December 23, 2025

How to Create a Digital Terrain Model

Written by: Emily Hunt & Amanda Lind

In the geospatial industry, acronyms like DEM, DSM, and DTM are frequently used when referring to elevation data, but they aren’t interchangeable. A Digital Elevation Model (DEM) is a general term for a raster representation of elevation values, most often referring to a bare-earth surface. A Digital Surface Model (DSM) represents the top of the Earth’s surface, including buildings, vegetation, and other above-ground features.
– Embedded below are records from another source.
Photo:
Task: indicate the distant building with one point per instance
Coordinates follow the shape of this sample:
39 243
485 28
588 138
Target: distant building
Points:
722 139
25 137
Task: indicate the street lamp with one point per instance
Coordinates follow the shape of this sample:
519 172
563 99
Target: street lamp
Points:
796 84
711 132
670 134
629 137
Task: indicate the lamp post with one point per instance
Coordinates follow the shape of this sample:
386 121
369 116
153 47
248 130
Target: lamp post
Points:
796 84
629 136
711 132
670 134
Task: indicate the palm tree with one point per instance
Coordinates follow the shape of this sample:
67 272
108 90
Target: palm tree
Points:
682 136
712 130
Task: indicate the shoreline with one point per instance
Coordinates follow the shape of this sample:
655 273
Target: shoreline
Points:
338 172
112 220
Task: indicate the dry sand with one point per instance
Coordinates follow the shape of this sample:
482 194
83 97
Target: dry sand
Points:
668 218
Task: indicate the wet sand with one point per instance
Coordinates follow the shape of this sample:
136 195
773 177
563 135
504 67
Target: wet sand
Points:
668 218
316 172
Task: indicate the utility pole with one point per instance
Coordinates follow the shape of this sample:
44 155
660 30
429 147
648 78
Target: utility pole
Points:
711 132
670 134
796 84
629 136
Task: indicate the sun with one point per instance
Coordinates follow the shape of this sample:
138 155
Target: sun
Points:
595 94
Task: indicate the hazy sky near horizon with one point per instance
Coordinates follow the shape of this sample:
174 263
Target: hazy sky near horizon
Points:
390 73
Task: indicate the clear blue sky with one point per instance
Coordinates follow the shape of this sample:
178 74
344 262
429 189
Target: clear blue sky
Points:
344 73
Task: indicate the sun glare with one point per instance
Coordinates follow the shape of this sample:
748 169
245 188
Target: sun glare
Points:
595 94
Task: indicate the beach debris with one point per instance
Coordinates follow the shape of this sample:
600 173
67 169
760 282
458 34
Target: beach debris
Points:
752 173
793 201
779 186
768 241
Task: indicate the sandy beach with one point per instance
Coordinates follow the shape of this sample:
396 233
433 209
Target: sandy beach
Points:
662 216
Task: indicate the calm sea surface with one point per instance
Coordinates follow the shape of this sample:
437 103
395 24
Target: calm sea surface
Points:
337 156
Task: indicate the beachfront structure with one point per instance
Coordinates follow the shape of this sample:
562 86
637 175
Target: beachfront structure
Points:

A Digital Terrain Model (DTM) specifically represents the underlying ground surface, with structures and vegetation removed.

Digital Terrain Models are essential for analyses such as hydrology modeling, slope and contour generation, earthwork calculations, and any workflow where an accurate representation of the true ground surface is required. In the sections that follow, we’ll walk through how to create a DTM in Global Mapper®, including optimizing parameters, choosing gridding methods, and applying best practices for point cloud–based modeling.

Elevation model in Global Mapper with blue to yellow shader — Generated digital terrain model displayed in the 3D viewer

Making a Digital Terrain Model in Global Mapper

The Elevation Grid Creation tool in Global Mapper uses any 3D vector data to generate a gridded raster elevation layer, including digital terrain models. DTMs can be made in just a few steps: load your elevation data, open the Create Elevation Grid tool, choose a binning method, and click OK. Once created, terrain models can be visualized, edited, analyzed, and exported in one of the many supported elevation formats– all within Global Mapper.

In practice, DTMs are commonly derived from lidar or other 3D data sources by isolating ground measurements and interpolating them into a continuous surface. When creating a DTM from a point cloud, it’s best to first classify the ground using Global Mapper Pro’s point cloud classification tools. Available within the Point Cloud Analysis tool, the ground classification process automatically identifies and labels likely ground points. When generating the elevation grid, you can then filter by classification to exclude non-ground points, ensuring the resulting surface accurately represents the terrain.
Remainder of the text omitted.